Если следователь прокуратуры и медик Специальной Группы Противодействия заявляют, что он обязан: он обязан. Но если это дурная шутка … Клянусь, они добавятся к спискам погибших при крушении…
Зажмурившись, Петр Эрастович сунул руку под юбку.
Сколько раз он делал это! Например, на светских раутах подходил к незнакомке, проверял, есть ли на ней трусики. Нащупывал клитор. Незнакомка закатывала глаза, не смея стонать (вокруг до черта людей), в ее руке дрожал бокал со вдовой клико. Она кончала, и Петр Эрастович скрывался в толпе, облизывая палец.
Так и сейчас он ожидал нащупать знакомые очертания: холмик, разделенный щелью, мягкие губы, обнимающие твердый клитор. Но нащупал чиновник иное.
-Еб твою сраку, - воскликнул он, бледнея.
Вместо холмика со щелью под юбкой раненой женщины был стандартный набор не слишком рьяного туриста: колбаса и два яйца.
4 марта 2017 года
Когда Алексей очнулся и, открыв глаза, увидел сидящего в кресле холеного господина с усиками и седыми висками, он подумал: «Лучше б не просыпаться. Не просыпаться…»
В посттравматическом бреду Навальный, подобно Вере Павловне Чернышевского, видел государство с идеальным строем. В этом государстве выборы честные, чиновники неподкупные и нет Путина.
-Очнулись, мадам?
Алексей посмотрел на холеного господина.
-Пить…
-Скотч, пиво?
-Воды.
Господин с усиками хлопнул в ладоши. В палату вбежала медсестра.
-Воды принесите.
Алексей вырвал высокий стакан из рук медсестры и вмиг осушил. Вытер губы рукавом пижамы.
-Унесите стакан.
Господин с усиками дождался, когда за медсестрой закрылась дверь, повернулся к Навальному.
-Меня зовут Петр Эрастович Фондорин, я чиновник для особых поручений.
Фондорин мог бы не представляться: Алексей был наслышан про этого ублюдка, ручного пса Путина, готового перегрызть глотку родной матери за «покушение» на имперскую идею.
-Вижу, вы знаете, кто я, - холодно усмехнулся Петр Эрастович. – Но кто вы … мадам?
Алексей сжал кулаки.
-Молчите?

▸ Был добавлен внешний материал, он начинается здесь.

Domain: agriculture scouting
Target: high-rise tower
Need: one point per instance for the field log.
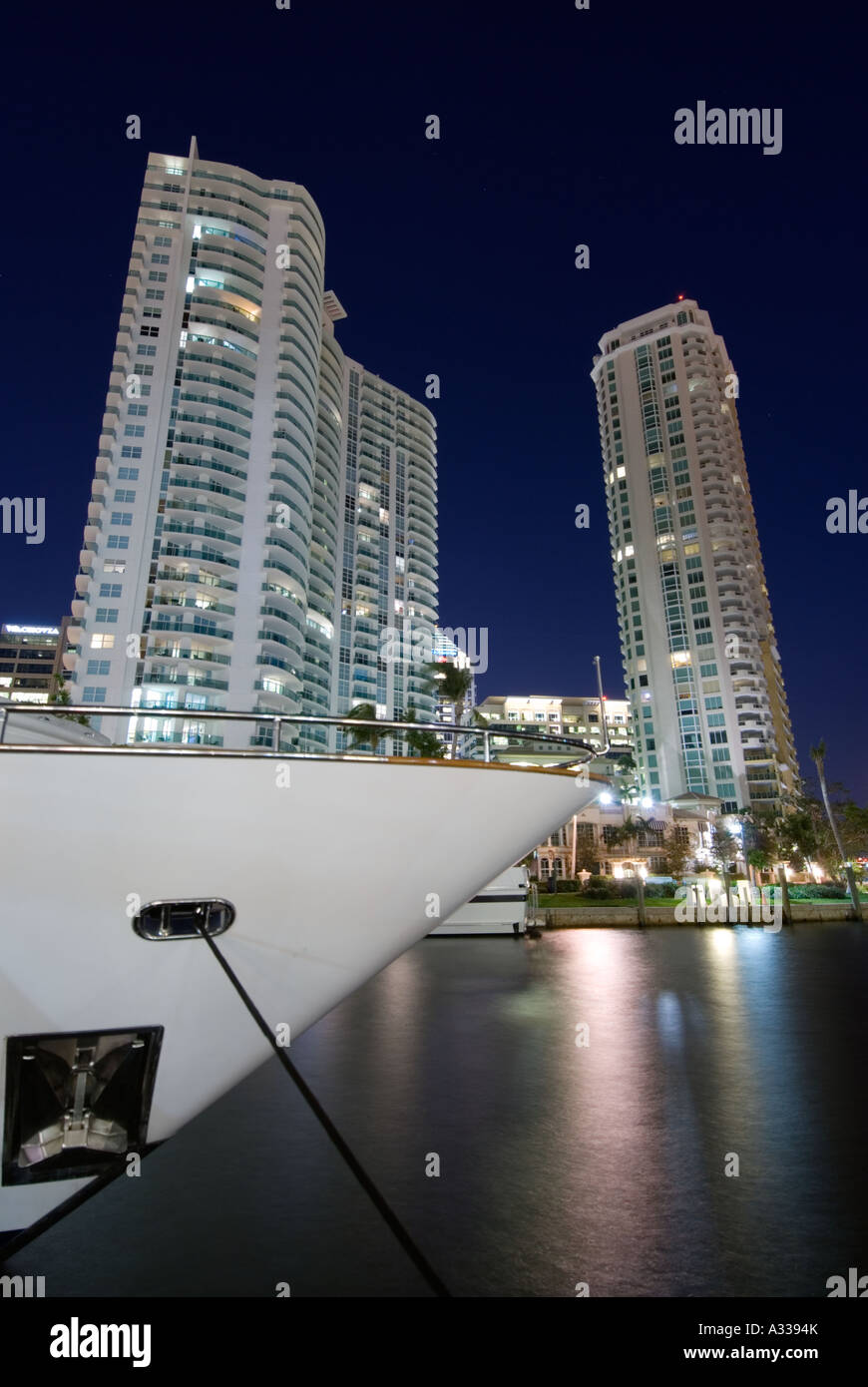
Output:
(700, 661)
(262, 507)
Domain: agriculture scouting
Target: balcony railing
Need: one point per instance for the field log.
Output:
(274, 722)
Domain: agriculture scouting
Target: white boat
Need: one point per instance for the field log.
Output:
(118, 1025)
(498, 909)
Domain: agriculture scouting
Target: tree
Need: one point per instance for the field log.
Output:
(451, 683)
(818, 754)
(724, 850)
(361, 735)
(60, 694)
(423, 742)
(676, 849)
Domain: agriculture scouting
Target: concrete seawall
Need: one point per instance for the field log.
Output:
(594, 917)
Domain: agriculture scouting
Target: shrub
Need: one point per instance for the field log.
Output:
(600, 888)
(827, 891)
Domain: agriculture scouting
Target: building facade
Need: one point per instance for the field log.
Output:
(569, 715)
(29, 659)
(700, 661)
(262, 507)
(593, 842)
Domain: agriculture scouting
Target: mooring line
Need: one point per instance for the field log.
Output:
(334, 1137)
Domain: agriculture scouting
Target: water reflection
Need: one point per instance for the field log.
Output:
(559, 1161)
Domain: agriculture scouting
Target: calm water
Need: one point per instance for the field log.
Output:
(558, 1163)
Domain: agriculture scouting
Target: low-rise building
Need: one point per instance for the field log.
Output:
(595, 841)
(29, 659)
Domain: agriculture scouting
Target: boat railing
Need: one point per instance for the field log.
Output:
(270, 727)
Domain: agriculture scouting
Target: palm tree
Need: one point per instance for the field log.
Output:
(423, 743)
(60, 694)
(452, 684)
(361, 735)
(818, 756)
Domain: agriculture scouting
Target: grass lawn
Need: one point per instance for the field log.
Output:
(572, 899)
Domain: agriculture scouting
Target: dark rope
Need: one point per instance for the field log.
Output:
(337, 1141)
(70, 1205)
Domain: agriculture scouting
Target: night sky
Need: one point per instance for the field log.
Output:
(456, 256)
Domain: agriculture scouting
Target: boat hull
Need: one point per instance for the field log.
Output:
(333, 867)
(500, 909)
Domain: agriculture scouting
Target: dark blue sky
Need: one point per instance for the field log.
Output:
(456, 256)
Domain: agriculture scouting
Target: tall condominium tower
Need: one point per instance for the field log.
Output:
(262, 507)
(700, 662)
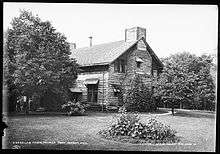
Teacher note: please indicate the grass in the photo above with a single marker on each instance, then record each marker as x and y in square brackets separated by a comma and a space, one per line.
[80, 132]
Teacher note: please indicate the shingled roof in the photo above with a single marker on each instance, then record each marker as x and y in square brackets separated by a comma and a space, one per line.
[103, 54]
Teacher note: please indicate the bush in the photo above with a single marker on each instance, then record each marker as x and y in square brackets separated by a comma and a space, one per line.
[73, 108]
[128, 125]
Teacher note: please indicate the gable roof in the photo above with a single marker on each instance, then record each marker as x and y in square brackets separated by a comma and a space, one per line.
[103, 54]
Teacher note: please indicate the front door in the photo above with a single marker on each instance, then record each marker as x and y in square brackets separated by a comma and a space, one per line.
[92, 93]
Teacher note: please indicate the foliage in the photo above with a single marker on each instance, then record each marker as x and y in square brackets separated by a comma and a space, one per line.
[37, 58]
[128, 125]
[139, 97]
[186, 80]
[74, 108]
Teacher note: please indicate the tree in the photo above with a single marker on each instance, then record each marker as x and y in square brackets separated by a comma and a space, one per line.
[182, 81]
[40, 57]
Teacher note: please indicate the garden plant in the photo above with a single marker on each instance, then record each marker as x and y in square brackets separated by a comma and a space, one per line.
[129, 129]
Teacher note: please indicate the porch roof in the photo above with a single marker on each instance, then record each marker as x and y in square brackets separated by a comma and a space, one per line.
[76, 90]
[92, 81]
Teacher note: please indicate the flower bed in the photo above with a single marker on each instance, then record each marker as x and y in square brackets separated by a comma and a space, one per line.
[129, 129]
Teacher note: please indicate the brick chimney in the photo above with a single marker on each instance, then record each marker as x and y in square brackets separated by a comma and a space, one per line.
[135, 33]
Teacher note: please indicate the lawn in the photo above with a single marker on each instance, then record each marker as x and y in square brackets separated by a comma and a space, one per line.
[196, 129]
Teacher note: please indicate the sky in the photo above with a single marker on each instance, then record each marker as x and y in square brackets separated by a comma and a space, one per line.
[169, 28]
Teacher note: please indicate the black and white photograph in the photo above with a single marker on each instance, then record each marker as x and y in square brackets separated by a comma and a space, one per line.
[109, 77]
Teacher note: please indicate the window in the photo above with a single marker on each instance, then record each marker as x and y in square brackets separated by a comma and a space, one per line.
[119, 66]
[138, 64]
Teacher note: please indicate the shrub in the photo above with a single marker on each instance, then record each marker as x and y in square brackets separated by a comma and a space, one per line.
[74, 108]
[128, 125]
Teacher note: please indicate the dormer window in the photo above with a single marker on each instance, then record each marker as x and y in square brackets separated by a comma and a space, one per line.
[119, 66]
[139, 61]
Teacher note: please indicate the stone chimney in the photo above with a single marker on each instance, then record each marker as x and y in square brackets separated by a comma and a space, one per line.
[72, 46]
[135, 33]
[90, 39]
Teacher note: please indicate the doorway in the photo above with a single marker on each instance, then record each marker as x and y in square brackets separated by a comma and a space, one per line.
[92, 93]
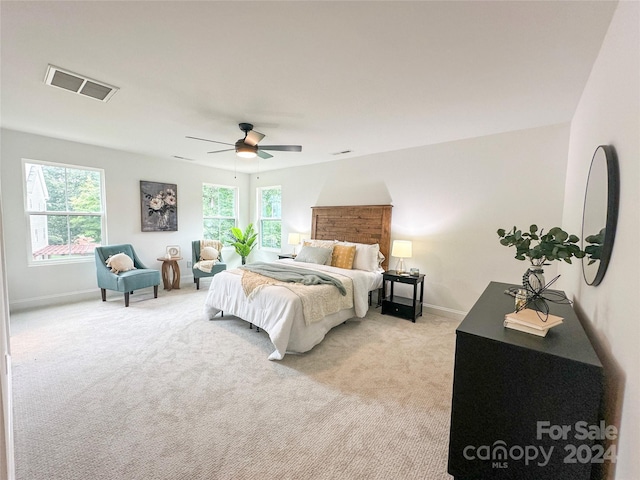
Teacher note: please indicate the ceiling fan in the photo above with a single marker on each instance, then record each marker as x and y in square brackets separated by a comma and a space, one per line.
[248, 147]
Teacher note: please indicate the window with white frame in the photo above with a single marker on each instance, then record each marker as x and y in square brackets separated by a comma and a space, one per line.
[219, 211]
[270, 216]
[65, 209]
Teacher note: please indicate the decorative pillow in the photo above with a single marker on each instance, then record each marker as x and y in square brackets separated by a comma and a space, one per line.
[343, 256]
[367, 256]
[317, 255]
[209, 253]
[120, 262]
[328, 244]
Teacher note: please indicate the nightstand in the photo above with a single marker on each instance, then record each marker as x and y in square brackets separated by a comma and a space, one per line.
[409, 308]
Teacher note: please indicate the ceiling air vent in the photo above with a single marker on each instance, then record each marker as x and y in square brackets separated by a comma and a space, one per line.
[57, 77]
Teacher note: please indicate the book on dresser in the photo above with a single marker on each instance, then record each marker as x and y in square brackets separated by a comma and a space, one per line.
[531, 321]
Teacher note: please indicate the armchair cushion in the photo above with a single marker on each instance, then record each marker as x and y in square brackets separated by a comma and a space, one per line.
[206, 268]
[124, 281]
[209, 253]
[120, 262]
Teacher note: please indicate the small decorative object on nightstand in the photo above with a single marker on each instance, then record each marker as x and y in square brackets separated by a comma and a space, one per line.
[409, 308]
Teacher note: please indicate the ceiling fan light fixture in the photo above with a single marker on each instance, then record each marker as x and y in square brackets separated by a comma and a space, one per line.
[244, 150]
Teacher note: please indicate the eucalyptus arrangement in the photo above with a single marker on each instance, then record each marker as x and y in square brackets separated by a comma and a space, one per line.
[244, 242]
[540, 247]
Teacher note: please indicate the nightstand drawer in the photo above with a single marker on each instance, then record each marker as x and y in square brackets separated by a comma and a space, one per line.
[401, 307]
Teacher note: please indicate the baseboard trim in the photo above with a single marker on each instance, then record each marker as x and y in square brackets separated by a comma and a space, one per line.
[62, 298]
[444, 311]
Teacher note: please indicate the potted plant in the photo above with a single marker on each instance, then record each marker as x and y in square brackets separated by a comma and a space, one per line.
[244, 242]
[541, 248]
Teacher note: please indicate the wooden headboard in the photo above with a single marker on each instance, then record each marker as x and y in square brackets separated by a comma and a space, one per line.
[360, 224]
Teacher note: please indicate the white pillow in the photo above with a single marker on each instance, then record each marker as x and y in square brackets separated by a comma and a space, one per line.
[317, 255]
[328, 244]
[209, 253]
[366, 256]
[120, 262]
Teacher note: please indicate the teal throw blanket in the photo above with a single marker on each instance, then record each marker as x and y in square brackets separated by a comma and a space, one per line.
[291, 274]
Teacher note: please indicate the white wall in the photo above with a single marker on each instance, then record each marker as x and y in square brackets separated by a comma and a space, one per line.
[44, 284]
[609, 113]
[449, 199]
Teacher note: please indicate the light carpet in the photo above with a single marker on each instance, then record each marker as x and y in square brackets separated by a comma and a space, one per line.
[156, 391]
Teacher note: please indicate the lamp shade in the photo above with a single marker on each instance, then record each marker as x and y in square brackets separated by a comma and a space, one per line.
[294, 239]
[401, 249]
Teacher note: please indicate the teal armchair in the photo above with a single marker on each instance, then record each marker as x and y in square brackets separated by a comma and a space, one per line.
[125, 282]
[195, 258]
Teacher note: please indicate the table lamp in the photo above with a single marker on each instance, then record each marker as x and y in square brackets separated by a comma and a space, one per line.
[402, 250]
[294, 239]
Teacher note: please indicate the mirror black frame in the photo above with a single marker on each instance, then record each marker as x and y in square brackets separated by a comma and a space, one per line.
[613, 197]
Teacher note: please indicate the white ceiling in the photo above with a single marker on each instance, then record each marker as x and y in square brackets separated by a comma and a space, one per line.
[330, 76]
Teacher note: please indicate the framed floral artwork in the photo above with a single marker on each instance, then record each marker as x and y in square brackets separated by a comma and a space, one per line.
[159, 206]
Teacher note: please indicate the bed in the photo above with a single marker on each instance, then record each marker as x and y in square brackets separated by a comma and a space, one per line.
[282, 310]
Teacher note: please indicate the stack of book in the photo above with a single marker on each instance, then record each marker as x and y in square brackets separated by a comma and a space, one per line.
[530, 321]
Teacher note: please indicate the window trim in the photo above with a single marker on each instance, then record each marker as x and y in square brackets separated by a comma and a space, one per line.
[31, 262]
[236, 197]
[260, 218]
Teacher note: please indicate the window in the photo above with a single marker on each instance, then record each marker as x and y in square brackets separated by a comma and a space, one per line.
[65, 208]
[219, 211]
[270, 216]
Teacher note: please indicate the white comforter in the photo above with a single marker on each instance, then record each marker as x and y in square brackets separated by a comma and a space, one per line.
[278, 311]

Напрасно. Уверяю вас, у нас есть все возможности для того, чтобы помочь вам заговорить.
В голосе чиновника для особых поручений сквозила доброжелательность, но именно из-за нее холодок пробежал по спине Навального.
-То, что вы берлогер, очевидно, - сказал Фондорин, достал портсигар, подумал, спрятал обратно. - Эта конспирация, эти сиськи, - топорная робота. Надо же, имплантировать сиськи, и оставить хуй.
Фондорин откинулся на спинку кресла и расхохотался. Алексей с ненавистью смотрел на его коренные (превосходные) зубы.
-А может быть, - Петр Эрастович прищурился, – кому-то был очень дорог хуй? Может быть, кто-то был, так сказать, к нему привязан и не решился пожертвовать ЭТИМ ради идеи?
Алексей вздрогнул: на что намекает этот павлин?
-Мы поможем вам и в этом. Бурматов!
В палату вошел детина в форме батальона «Наши» с желтым чемоданчиком.
«Что там, что в желтом чемоданчике?» - в панике подумал Навальный.
Бурматов поставил чемоданчик на стол.
Щелкнул замочек.
Фондорин поднялся с кресла, запустил руку в чемодан. Металлический перезвон…
«Лучше б не просыпаться».
Петр Эрастович поднял скальпель (солнечные зайчики запрыгали по стенам), хищно улыбнулся.
-Неееееет!¸- заорал Алексей. – Нет! Нет! НЕТ!